PostgreSQL Slow Cascading Deletes
This is less a thing I recently learned than one that I re-learned multiple times through real-world experience. Imagine that you are migrating a reasonable sized dataset from a document store to PostgreSQL. You have enabled dual writes and you are progressing slowly through a backfill process when, sadly, latency begins to spike and you find that all the slow queries are DELETE
statements and PostgrSQL is consuming quite a bit of CPU trying to complete these deletes. When you look at the schema, you see that the deletes are associated with
a foreign key constaint that specifies ON DELETE CASCADE
. You might be tempted, as many on stack overflow have done, to conclude generally that "DELETE CASCADE in PostgreSQL extremely slow". That's not strickly true, though. Let's take a look at an example and explain why this happens.

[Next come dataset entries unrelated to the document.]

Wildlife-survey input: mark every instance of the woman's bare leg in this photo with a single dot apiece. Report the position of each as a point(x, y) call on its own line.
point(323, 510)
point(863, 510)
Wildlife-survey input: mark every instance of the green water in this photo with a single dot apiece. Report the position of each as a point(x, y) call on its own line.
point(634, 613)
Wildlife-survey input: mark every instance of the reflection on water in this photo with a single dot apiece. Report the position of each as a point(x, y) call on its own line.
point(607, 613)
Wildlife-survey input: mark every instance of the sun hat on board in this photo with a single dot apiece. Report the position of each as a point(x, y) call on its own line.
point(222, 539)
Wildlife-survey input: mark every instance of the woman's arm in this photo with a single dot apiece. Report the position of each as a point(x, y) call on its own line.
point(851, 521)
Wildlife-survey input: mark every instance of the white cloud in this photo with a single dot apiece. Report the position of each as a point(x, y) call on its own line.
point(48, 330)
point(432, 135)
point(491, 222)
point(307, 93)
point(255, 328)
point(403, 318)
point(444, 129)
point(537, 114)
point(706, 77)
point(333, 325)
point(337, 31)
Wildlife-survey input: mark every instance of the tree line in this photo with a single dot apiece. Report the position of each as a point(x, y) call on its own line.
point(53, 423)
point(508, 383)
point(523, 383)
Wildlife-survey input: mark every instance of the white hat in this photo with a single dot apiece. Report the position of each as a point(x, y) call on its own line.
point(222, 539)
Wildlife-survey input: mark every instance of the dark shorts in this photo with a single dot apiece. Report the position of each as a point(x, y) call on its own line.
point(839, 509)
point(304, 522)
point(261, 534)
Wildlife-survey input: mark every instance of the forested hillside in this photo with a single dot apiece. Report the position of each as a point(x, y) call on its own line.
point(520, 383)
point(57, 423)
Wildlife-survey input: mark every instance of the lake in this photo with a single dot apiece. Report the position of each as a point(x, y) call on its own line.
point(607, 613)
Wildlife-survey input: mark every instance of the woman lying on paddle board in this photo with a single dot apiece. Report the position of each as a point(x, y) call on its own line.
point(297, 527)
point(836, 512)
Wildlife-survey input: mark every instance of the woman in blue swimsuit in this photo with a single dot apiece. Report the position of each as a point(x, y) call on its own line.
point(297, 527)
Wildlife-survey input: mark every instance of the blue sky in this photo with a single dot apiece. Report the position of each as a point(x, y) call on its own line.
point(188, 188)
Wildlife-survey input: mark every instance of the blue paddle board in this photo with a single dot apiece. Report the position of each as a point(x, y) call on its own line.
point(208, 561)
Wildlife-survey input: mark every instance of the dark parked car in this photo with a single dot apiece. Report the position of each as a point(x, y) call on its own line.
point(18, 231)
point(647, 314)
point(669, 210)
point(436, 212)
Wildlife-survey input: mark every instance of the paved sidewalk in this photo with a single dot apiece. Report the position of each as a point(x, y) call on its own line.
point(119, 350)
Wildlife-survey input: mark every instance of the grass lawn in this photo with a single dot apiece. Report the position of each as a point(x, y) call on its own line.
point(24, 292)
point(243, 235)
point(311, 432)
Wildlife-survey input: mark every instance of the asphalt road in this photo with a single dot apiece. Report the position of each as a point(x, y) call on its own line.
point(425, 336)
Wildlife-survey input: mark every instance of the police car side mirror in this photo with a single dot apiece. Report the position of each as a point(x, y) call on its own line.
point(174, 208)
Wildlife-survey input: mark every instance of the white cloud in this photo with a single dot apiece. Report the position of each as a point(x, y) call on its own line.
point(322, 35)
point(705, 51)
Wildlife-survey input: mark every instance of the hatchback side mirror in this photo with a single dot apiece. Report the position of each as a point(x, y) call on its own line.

First, let's create a couple of tables that have the kind of foreign key constaint that we're talking about.
CREATE TABLE IF NOT EXISTS people (
id INTEGER PRIMARY KEY,
name VARCHAR(255) NOT NULL);
CREATE TABLE IF NOT EXISTS phone_numbers (
id INTEGER PRIMARY KEY,
person_id INTEGER NOT NULL REFERENCES people(id)
ON DELETE CASCADE ON UPDATE CASCADE,
number VARCHAR(255) NOT NULL);
Now, let's run a little experiment where we insert N
rows into the people
table and N
rows into the phone_numbers
table. Then, we'll simply delete all the rows in the people
table (which will also delete all the rows in the phone_numbers
table) using the following statement,
DELETE FROM people;
We'll do this for increasing values of N
and we'll also do the same thing in MySQL to see if PostgreSQL deserves the reputation for having slow cascading deletes.
That clearly shows that there is some merit to the claim that PostgteSQL has slow cascading deletes. MySQL is able to delete all 25,000 people rows along with their associated phone numbers in 174ms. PostgreSQL, on the other hand, takes over 14 seconds. Such a massive difference in performance is a good indicator that this is not merely a matter of PostgreSQL being slower than MySQL. Let's look and see what indexes were created in PostgreSQL when we built our tables earlier.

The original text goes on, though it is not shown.